Weijia Zhang,Dongnan Liu,Chao Ma,Weidong Cai
2023-11-07
Abstract:Monocular 3D object detection (M3OD) is a significant yet inherently challenging task in autonomous driving due to absence of explicit depth cues in a single RGB image. In this paper, we strive to boost currently underperforming monocular 3D object detectors by leveraging an abundance of unlabelled data via semi-supervised learning. Our proposed ODM3D framework entails cross-modal knowledge distillation at various levels to inject LiDAR-domain knowledge into a monocular detector during training. By identifying foreground sparsity as the main culprit behind existing methods' suboptimal training, we exploit the precise localisation information embedded in LiDAR points to enable more foreground-attentive and efficient distillation via the proposed BEV occupancy guidance mask, leading to notably improved knowledge transfer and M3OD performance. Besides, motivated by insights into why existing cross-modal GT-sampling techniques fail on our task at hand, we further design a novel cross-modal object-wise data augmentation strategy for effective RGB-LiDAR joint learning. Our method ranks 1st in both KITTI validation and test benchmarks, significantly surpassing all existing monocular methods, supervised or semi-supervised, on both BEV and 3D detection metrics.
Computer Vision and Pattern Recognition
What problem does this paper attempt to address?
The problem that this paper attempts to solve is the performance deficiency in monocular 3D object detection (M3OD) due to the lack of explicit depth cues.
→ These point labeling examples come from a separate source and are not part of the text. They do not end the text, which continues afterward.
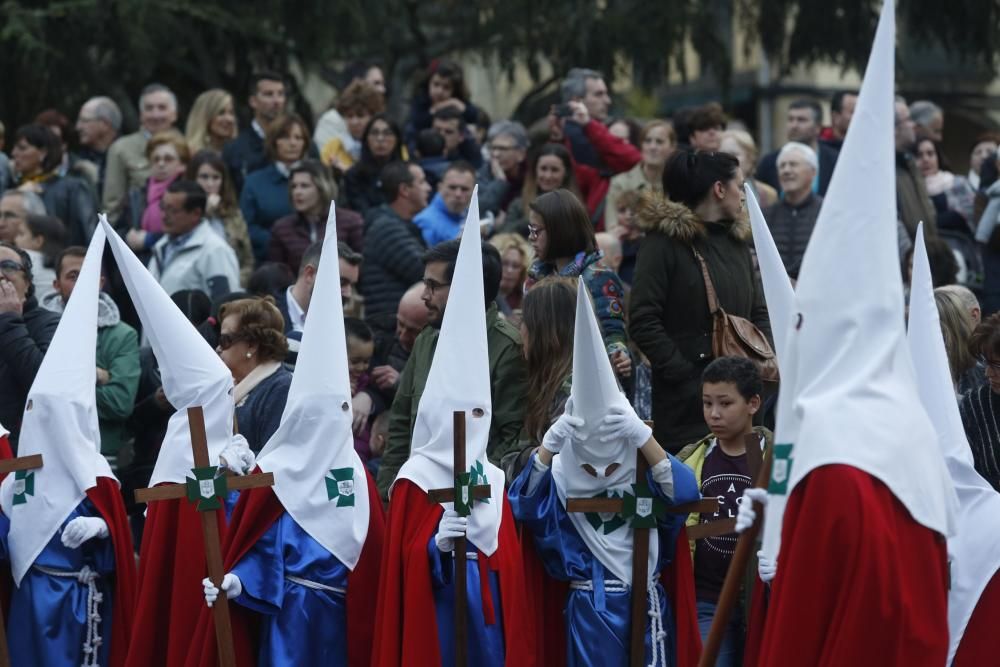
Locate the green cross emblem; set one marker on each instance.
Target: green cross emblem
(598, 523)
(463, 488)
(340, 486)
(24, 486)
(207, 489)
(642, 508)
(781, 470)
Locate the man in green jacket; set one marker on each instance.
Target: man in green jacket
(507, 369)
(117, 354)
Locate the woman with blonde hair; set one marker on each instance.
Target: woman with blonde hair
(657, 142)
(741, 145)
(212, 121)
(515, 257)
(253, 346)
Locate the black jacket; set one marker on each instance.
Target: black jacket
(668, 315)
(767, 168)
(393, 261)
(23, 342)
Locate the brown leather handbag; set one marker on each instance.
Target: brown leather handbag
(737, 336)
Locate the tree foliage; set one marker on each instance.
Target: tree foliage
(57, 53)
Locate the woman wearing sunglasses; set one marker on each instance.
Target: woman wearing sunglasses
(252, 344)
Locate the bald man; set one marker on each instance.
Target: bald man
(391, 355)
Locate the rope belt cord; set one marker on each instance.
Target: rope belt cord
(315, 585)
(657, 633)
(88, 578)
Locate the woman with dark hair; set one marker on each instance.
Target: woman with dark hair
(381, 143)
(564, 244)
(547, 328)
(444, 85)
(311, 190)
(702, 216)
(252, 344)
(222, 212)
(264, 198)
(37, 159)
(43, 238)
(550, 168)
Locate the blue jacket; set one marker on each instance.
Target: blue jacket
(437, 223)
(264, 199)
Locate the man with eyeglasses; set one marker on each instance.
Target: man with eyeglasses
(26, 330)
(191, 255)
(508, 374)
(501, 179)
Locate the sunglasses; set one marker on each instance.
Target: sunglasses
(226, 341)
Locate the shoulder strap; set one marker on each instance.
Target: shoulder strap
(713, 299)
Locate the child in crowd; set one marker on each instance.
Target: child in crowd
(731, 396)
(360, 348)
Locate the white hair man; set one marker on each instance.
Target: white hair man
(793, 217)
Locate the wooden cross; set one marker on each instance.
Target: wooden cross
(722, 527)
(734, 575)
(644, 509)
(463, 494)
(8, 466)
(208, 489)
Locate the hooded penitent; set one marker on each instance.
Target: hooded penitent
(459, 379)
(849, 392)
(974, 549)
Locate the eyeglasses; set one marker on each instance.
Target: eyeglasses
(9, 267)
(226, 341)
(432, 285)
(534, 231)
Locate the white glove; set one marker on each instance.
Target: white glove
(745, 516)
(237, 456)
(83, 528)
(231, 586)
(766, 568)
(564, 432)
(451, 526)
(622, 423)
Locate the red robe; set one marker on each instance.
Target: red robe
(406, 631)
(255, 512)
(859, 581)
(171, 567)
(107, 499)
(981, 643)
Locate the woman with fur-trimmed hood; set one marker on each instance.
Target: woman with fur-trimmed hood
(668, 316)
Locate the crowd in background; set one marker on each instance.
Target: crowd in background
(231, 221)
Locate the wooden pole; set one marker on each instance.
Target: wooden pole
(461, 601)
(640, 574)
(734, 576)
(213, 546)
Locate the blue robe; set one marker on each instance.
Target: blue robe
(299, 625)
(486, 642)
(596, 636)
(48, 614)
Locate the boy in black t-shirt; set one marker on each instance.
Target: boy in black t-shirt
(731, 396)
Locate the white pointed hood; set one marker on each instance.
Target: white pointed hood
(852, 398)
(60, 423)
(778, 292)
(594, 392)
(319, 478)
(974, 549)
(459, 379)
(192, 373)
Specifically, the paper points out that current methods perform poorly in dealing with the foreground sparsity problem, which leads to insufficient training signals and the suppression of foreground signals by background noise. These problems make it difficult for monocular 3D object detection to achieve performance comparable to methods based on LiDAR or stereo images in applications such as autonomous driving. To alleviate these problems, the paper proposes a framework named ODM3D (Occupancy - Guided Distillation for Monocular 3D Object Detection), which improves the performance of monocular 3D object detection in the following ways: 1. **Occupancy - Guided Cross - Modal Knowledge Distillation**: - Use the positioning information in the LiDAR point cloud as guidance to carry out knowledge transfer that focuses more on the foreground area. By generating a BEV (Bird - Eye - View) occupancy mask, guide the feature distillation and response distillation processes, enabling the student model to learn the 3D perception ability of the teacher model more effectively. 2. **Cross - Modal Data Augmentation Strategy (CMAug)**: - Design a new occlusion - aware intersection score (OAIS) to avoid severe occlusion problems. In addition, introduce a pseudo - label - based collision detection method for the scenario of unlabeled data to ensure that the augmented data is more effective in training. 3. **Performance Improvement**: - Through the above methods, ODM3D has achieved the best 3D and BEV detection performance on both the KITTI validation set and the test set, significantly surpassing existing supervised and semi - supervised monocular 3D object detection methods. In summary, the main objective of the paper is to solve the foreground sparsity problem in monocular 3D object detection through cross - modal knowledge distillation and data augmentation techniques, thereby improving the detection performance of the model.